“Granting that the newspaper man accepts the advertisements through ignorance of the facts concerning their possibilities for evil, what can be offered in defense of the medical editor who accepts advertising matter equally pernicious in its influence?

“Indeed, it is not so many years since many of the so-called ethical medical journals carried the ads of some of the most notorious quacks this country has ever known.

“Doubtless there are few, if any, who do so at the present time, but, on the other hand, there are only a few who do not advertise unethical institutions, and questionable proprietary medicines. As a matter of fact some of the most widely advertised patent medicines of today were formerly advertised as ethical proprietaries in medical periodicals, the great majority of which are still serving as a sort of preparatory school for advertisements that will presently appear in the lay press.

“What shall be offered in defense of the medical publication which continues to publish the advertising matter of hundreds of proprietaries which the Council on Pharmacy and Chemistry of the American Medical Association has shown to be either generally worthless or an out and out fake?

“Can the medical editor plead ignorance?
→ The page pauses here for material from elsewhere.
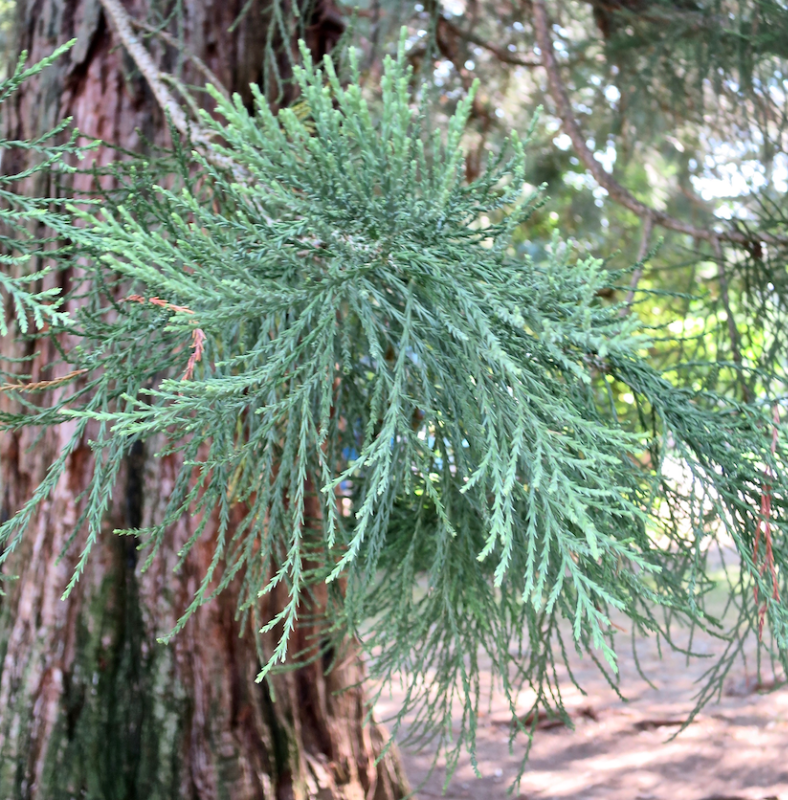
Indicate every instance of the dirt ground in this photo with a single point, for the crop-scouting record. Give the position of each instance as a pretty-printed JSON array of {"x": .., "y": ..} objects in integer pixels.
[{"x": 736, "y": 748}]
Hardly. To do so would be to admit utter incapacity. There is only one inference to be drawn; the publication needs the money and is not overparticular regarding its source.

“There is a remedy, however, a remedy absolutely certain in its results. If every physician in the United States for a period of three months would positively refuse to receive at his desk a medical journal containing questionable advertising, this blotch on medical journalism could be erased.

“It is true that many of them would sink, never to rise again, but the profession would be better off without those whose existence depends upon ‘phoney’ advertising. There are, unfortunately, several American journals whose reading pages are well and carefully edited and a credit to medical literature, whose advertising pages carry such undesirable matter that the educated physician can only feel a sense of disgust.

“Such journals could very well succeed on the quality of their reading matter and undoubtedly would increase their circulation enough to more than offset the loss in advertising.”​—(From The Journal A. M. A., May 29, 1915.)